Exploring Spotify’s Luigi to build ETL pipeline

for a movie streaming system in production

Jinglun

--

Problems with data workflow in production

Nowadays, data is the foundation of the modern business world. Data on its own is not very useful and is often stored in some form of application database that isn’t easy to use for analytics. It’s really common in a company to have to move and transform data, using them for different testing, quality assurance and monitoring in production. This data often comes from multiple sources and analyzing it from multiple sources creates great challenges for data workflow.

To transform them into a useful format, scheduled data integration, or ETL(Extraction, Transformation, Loading) is introduced to consolidate data from multiple sources and transform them into useful format. With ETL tools, data from different sources can be grouped into a single place for analytics programs to act on and realize key insights.

For example, you have plenty of logs stored somewhere on AWS S3, many of the telemetry data in multiple partitions of a SQL database, and you want to periodically take those data, extract and aggregate meaningful information and then store them in an analytics DB (e.g., Redshift). It would be ok to perform these tasks manually at the beginning but it would require some sort of automation, for example cron jobs triggered by Cloudwatch. However, cron jobs are not enough to guarantee a stable and robust performance in production.
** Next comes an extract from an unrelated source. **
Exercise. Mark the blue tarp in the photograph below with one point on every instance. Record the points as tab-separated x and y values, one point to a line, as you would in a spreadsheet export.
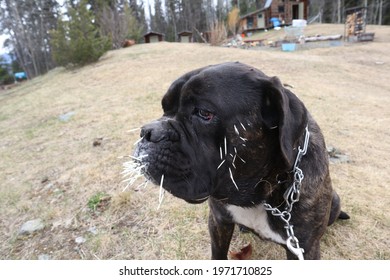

That’s when you need some tools like Luigi to help in the design and execution of workflows to ensure analysts and data scientists all have the access to data from multiple application systems and maintain a robust performance in production.

What is Luigi

Luigi is a Python (2.7, 3.6, 3.7 tested) package that helps you build complex pipelines of batch jobs. It handles dependency resolution, workflow management, visualization, handling failures, command line integration, and much more. https://luigi.readthedocs.io/en/stable

In short, Luigi is an open-source execution framework developed by Spotify that allows you to build complex data pipelines completely in Python. It is designed to solve all pipeline problems associated with long-running batch processes that it stitches long running tasks together into pipelines with a wide toolbox of task templates(e.g. Hadoop…

--

--